Server-side firewalls and rate-limiting mechanisms are essential infrastructure components that inspect, filter and manage incoming HTTP requests before they reach your website or web application. For firewalls, you can define access rules based on request metadata like IP address or range, region, user-agent string (e.g., GPTBot) and more.

This strategy is customizable in terms of your ability to tailor rules per bot, endpoint or geography; however, legitimate users (e.g., corporate proxies or tools) have a chance of getting blocked.

Manually Monitor, Audit and Respond

A little human oversight is always a good thing. And while 24/7 human monitoring isn’t necessarily a realistic strategy, setting up a firewall or configuring your robots.txt file isn’t a set-it-and-forget-it strategy. Best practice is to monitor your logs and analytics for spikes in traffic from new or suspicious bots. When you see anomalies that clearly link to unwanted bots or crawlers, ban or rate-limit them.

Solving Analytics Issues

The most important thing to understand when dealing with inflated and confusing analytics caused by bot traffic is your benchmarks. If you know what’s normal, you can more easily identify when something doesn’t look right and investigate further.

For example, if you normally have X amount of website traffic and one day you have 3X, it’s reasonable to assume it could be spam traffic. This is when you should head into GA4 or a similar tool and start exploring where it came from to be sure.
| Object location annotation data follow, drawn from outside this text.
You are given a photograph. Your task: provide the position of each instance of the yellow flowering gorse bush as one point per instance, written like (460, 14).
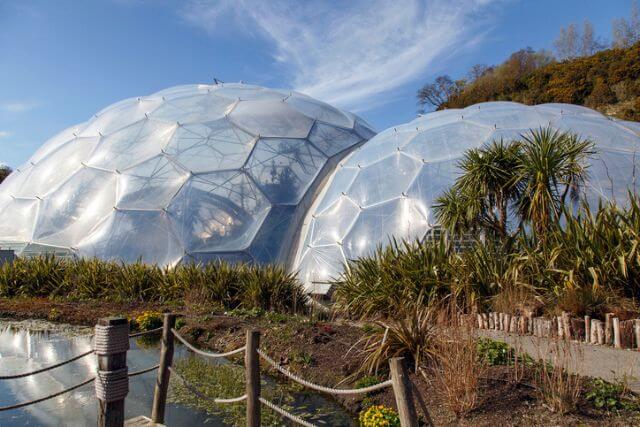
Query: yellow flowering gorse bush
(379, 416)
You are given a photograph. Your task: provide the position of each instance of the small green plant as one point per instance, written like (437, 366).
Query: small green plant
(180, 323)
(54, 314)
(610, 396)
(250, 313)
(367, 381)
(494, 352)
(379, 416)
(149, 320)
(301, 357)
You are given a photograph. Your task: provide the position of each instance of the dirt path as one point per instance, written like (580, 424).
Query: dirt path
(607, 363)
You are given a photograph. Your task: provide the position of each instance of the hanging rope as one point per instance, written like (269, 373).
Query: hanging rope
(318, 387)
(149, 332)
(286, 414)
(206, 353)
(111, 339)
(195, 391)
(48, 368)
(42, 399)
(112, 385)
(143, 371)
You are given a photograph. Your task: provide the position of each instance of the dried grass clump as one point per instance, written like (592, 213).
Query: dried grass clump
(458, 368)
(558, 387)
(409, 334)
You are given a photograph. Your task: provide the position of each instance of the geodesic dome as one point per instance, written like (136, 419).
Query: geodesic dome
(189, 173)
(387, 186)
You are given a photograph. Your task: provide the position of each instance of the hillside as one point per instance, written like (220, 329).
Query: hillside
(608, 81)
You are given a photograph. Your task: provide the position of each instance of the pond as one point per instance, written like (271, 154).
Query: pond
(29, 345)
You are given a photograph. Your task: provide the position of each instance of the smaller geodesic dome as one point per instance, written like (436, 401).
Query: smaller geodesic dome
(190, 173)
(385, 188)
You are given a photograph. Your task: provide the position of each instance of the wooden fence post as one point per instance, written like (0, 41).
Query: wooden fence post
(166, 360)
(403, 393)
(252, 378)
(587, 329)
(111, 343)
(617, 342)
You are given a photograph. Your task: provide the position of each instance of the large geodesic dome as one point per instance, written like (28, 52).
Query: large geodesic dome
(385, 188)
(189, 173)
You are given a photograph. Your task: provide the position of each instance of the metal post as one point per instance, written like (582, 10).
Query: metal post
(166, 359)
(112, 383)
(252, 378)
(403, 393)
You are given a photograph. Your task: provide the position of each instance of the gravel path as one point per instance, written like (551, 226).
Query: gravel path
(588, 360)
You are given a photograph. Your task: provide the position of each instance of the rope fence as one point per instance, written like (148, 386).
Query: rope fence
(321, 388)
(149, 332)
(285, 413)
(50, 396)
(195, 391)
(143, 371)
(48, 368)
(206, 353)
(111, 383)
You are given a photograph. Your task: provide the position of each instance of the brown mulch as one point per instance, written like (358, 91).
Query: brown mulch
(326, 352)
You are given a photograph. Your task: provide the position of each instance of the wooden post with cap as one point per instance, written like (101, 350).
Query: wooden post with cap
(403, 393)
(110, 412)
(166, 360)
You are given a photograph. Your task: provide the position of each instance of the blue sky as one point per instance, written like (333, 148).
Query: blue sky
(61, 61)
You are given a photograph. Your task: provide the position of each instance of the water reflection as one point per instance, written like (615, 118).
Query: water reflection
(24, 350)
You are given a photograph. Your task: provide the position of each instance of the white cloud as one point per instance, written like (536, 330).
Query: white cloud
(17, 107)
(352, 53)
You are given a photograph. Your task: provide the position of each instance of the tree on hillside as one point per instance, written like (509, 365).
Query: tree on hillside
(533, 179)
(567, 44)
(552, 171)
(485, 190)
(478, 71)
(438, 92)
(627, 32)
(588, 43)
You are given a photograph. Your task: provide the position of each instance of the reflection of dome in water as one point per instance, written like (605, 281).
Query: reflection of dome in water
(189, 173)
(386, 187)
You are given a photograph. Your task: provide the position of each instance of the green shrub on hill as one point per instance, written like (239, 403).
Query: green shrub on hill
(228, 285)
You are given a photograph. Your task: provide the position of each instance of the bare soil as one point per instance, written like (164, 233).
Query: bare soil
(327, 352)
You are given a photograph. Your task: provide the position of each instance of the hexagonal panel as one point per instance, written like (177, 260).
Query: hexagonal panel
(284, 168)
(384, 180)
(271, 119)
(167, 178)
(218, 212)
(193, 109)
(210, 146)
(70, 212)
(133, 144)
(130, 236)
(150, 185)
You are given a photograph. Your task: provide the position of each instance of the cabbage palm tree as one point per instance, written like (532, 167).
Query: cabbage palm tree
(534, 178)
(482, 195)
(552, 169)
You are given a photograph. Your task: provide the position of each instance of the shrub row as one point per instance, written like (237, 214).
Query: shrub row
(590, 264)
(231, 286)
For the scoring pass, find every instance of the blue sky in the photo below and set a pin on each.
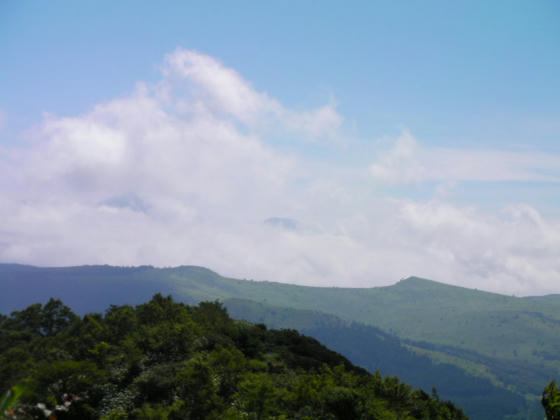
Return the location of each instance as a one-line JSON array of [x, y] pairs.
[[433, 123]]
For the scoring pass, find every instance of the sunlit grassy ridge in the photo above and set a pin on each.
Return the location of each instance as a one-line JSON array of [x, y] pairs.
[[515, 342]]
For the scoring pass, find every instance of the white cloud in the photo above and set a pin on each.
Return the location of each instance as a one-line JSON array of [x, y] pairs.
[[207, 86], [181, 173], [407, 162]]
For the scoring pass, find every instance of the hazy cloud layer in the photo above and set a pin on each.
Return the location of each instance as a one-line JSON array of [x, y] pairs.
[[183, 172], [409, 163]]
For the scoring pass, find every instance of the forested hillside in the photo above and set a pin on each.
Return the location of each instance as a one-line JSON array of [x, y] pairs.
[[163, 359], [491, 352], [374, 349]]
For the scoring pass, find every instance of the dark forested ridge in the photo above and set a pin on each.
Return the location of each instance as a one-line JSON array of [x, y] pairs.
[[374, 349], [163, 359], [490, 353]]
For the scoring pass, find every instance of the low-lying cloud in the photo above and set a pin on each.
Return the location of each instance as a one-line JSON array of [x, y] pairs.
[[183, 172]]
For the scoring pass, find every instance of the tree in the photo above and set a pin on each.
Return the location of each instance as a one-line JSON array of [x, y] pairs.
[[551, 401]]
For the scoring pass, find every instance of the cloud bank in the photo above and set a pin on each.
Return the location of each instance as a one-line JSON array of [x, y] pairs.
[[184, 171]]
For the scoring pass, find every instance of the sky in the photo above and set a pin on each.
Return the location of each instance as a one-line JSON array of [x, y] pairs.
[[316, 143]]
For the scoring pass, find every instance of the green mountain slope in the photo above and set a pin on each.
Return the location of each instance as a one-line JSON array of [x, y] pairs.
[[513, 342], [374, 349], [166, 360]]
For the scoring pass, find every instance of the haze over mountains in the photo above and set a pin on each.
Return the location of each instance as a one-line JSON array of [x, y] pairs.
[[490, 353]]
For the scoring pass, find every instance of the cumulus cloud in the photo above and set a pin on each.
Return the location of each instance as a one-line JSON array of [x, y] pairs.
[[207, 86], [407, 162], [181, 172]]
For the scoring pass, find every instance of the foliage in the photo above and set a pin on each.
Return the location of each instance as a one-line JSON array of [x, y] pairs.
[[167, 360], [551, 401]]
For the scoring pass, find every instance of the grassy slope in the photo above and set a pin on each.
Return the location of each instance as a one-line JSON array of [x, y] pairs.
[[376, 350], [508, 336]]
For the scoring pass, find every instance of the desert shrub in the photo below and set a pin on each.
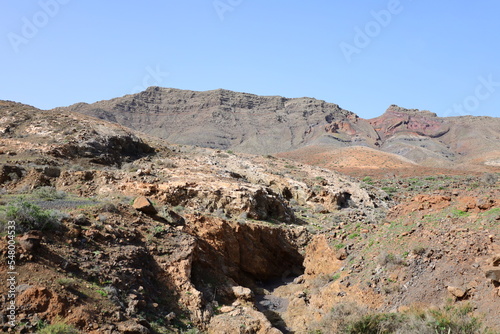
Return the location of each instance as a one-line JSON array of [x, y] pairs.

Here are a few common abnormalities to look for that could indicate spam:

  • Traffic all came in at one time.
  • Traffic all came from the same city.
  • Traffic is all direct.

Once you have an idea about what happened or how much spam traffic you’re dealing with, you can try sussing out junk data from the real to understand how actual people interacted with your site during that time.

This becomes especially important when you’re running a campaign, like email, that’s designed to send traffic to the site. Differentiating between traffic increases from humans opening or clicking your emails and spam bots is necessary to determine success. Here’s what you can do ahead of your next campaign for more clarity on traffic:

  • Have strong tracking mechanisms and reliable reporting systems in place — such as GA4 and Looker Studio — so you can see traffic sources.
  • Use consistent UTMs and other tracking mechanisms so you can easily identify real traffic.

Creating Balance & Final Thoughts

All of this is a nuanced challenge of the AI era. How do you make your content available for beneficial indexing and discovery, while protecting your resources and user experience from abuse or overreach? 

AI crawlers are likely here for good. To catch up with and stay ahead of the curve, website owners and marketers should shift from reactive defense to proactive strategy. Of course, not all AI bots are threats — many website owners would be pleased to have a generative AI tool recommend their website, product or service — so we shouldn’t treat them all as such. Perhaps we start categorizing crawlers and other bots as a new type of audience, with unique behaviors and risks.

Maybe it’s about moving away from a “blocking everything” mindset to one of managed exposure — carefully deciding what content serves strategic goals when indexed by AI, and building the technical infrastructure to support that vision without compromising performance, privacy or user trust. What do you think?